Lewis Hine September 26th 1874- NOVEMBER 3rd 1940

Who is he?

Lewis was an American photographer and sociologist who used his photographs to change child labor laws and influence society. He was born in Oshkosh, Wisconsin and studied sociology in Chicago. He later became a teacher where he encouraged his pupils to used photography as education tool.

What is he known for?

In 1904 Hine took over 200 plates (pictures) of the thousands of Immigrants who arrived each day in the New York Harbour. It was here he had a realisation that photographs could be used as an aid for social change and revolution. In 1907 he was employed to photograph the Russell Sage Foundation where he photographed life in a steel-making factory. In 1908 Lewis became the photographer for the National Child Labor Committee.

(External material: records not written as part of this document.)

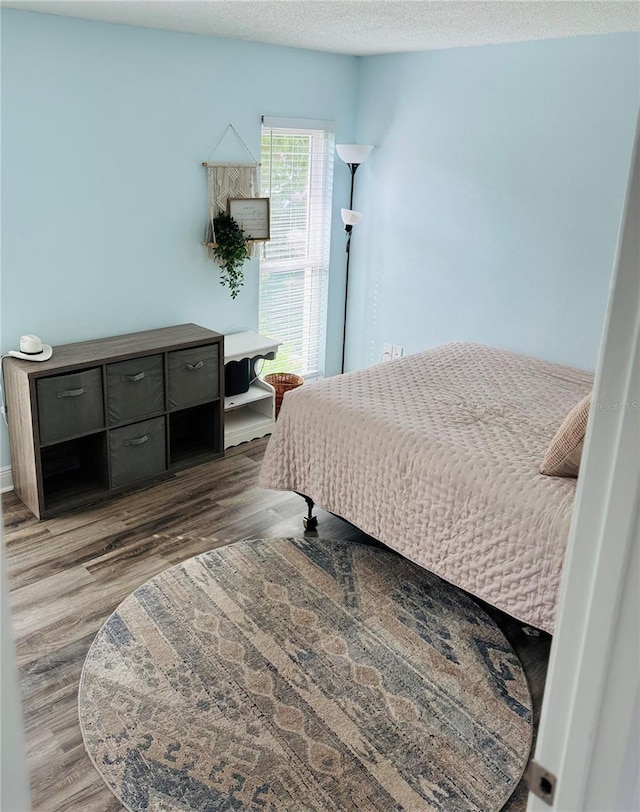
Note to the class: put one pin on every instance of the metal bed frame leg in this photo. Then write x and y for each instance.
(309, 521)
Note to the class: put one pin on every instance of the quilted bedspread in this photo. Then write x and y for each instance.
(437, 455)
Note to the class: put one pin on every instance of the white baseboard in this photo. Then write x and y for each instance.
(6, 480)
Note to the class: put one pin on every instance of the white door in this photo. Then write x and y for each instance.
(589, 738)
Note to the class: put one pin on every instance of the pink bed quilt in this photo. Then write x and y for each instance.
(437, 455)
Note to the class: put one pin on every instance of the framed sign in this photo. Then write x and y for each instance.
(252, 215)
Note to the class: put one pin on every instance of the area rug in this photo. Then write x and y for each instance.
(295, 675)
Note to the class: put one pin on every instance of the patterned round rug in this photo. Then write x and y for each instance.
(295, 675)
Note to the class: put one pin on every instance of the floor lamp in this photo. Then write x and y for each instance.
(353, 155)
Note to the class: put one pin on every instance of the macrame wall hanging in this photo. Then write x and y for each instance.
(228, 180)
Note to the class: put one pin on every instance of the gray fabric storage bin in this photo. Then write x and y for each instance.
(135, 388)
(137, 451)
(193, 376)
(70, 404)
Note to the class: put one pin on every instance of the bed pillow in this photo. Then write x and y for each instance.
(565, 450)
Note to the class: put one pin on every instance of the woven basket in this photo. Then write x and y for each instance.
(282, 382)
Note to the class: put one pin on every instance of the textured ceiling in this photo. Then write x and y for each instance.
(361, 27)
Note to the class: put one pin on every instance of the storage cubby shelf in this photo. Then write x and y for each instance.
(103, 416)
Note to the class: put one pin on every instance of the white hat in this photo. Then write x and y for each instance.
(32, 349)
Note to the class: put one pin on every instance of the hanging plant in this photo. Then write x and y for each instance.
(230, 251)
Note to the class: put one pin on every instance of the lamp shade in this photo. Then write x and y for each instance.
(354, 153)
(350, 217)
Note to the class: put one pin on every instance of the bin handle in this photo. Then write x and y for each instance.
(70, 393)
(137, 440)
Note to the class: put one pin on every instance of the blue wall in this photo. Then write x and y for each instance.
(493, 200)
(104, 198)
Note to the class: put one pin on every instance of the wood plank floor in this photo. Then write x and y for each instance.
(68, 574)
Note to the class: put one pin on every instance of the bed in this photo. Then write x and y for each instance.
(437, 455)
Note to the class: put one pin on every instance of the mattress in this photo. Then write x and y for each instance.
(437, 455)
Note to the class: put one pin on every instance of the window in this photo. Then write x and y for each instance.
(297, 174)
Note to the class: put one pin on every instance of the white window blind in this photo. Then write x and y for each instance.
(297, 174)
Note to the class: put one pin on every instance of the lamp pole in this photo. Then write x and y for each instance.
(353, 155)
(348, 229)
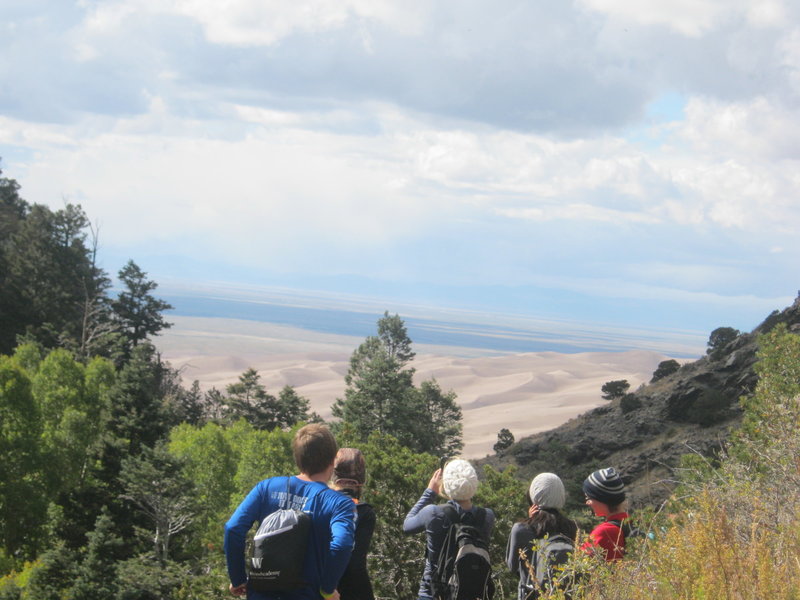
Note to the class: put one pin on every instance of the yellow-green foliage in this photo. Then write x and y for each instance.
(737, 537)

In 1913 he photographed child labour at a cotton mill, taking a series of compisite portraits.

In 1920-30s hine took "work portraits" trying to show the workers hard effort of a huge industry. In 1930 he was commissioned to photograph the build of the Empire State Building. He shot the workers in unusual angles and shapes as they push and pull heavy equipment/steel.


Hine worked with a hand held wooden box camera that would capture 4" x 5" and 5" x 7" glass plate film negatives, where he would then make contact plates and enlargements.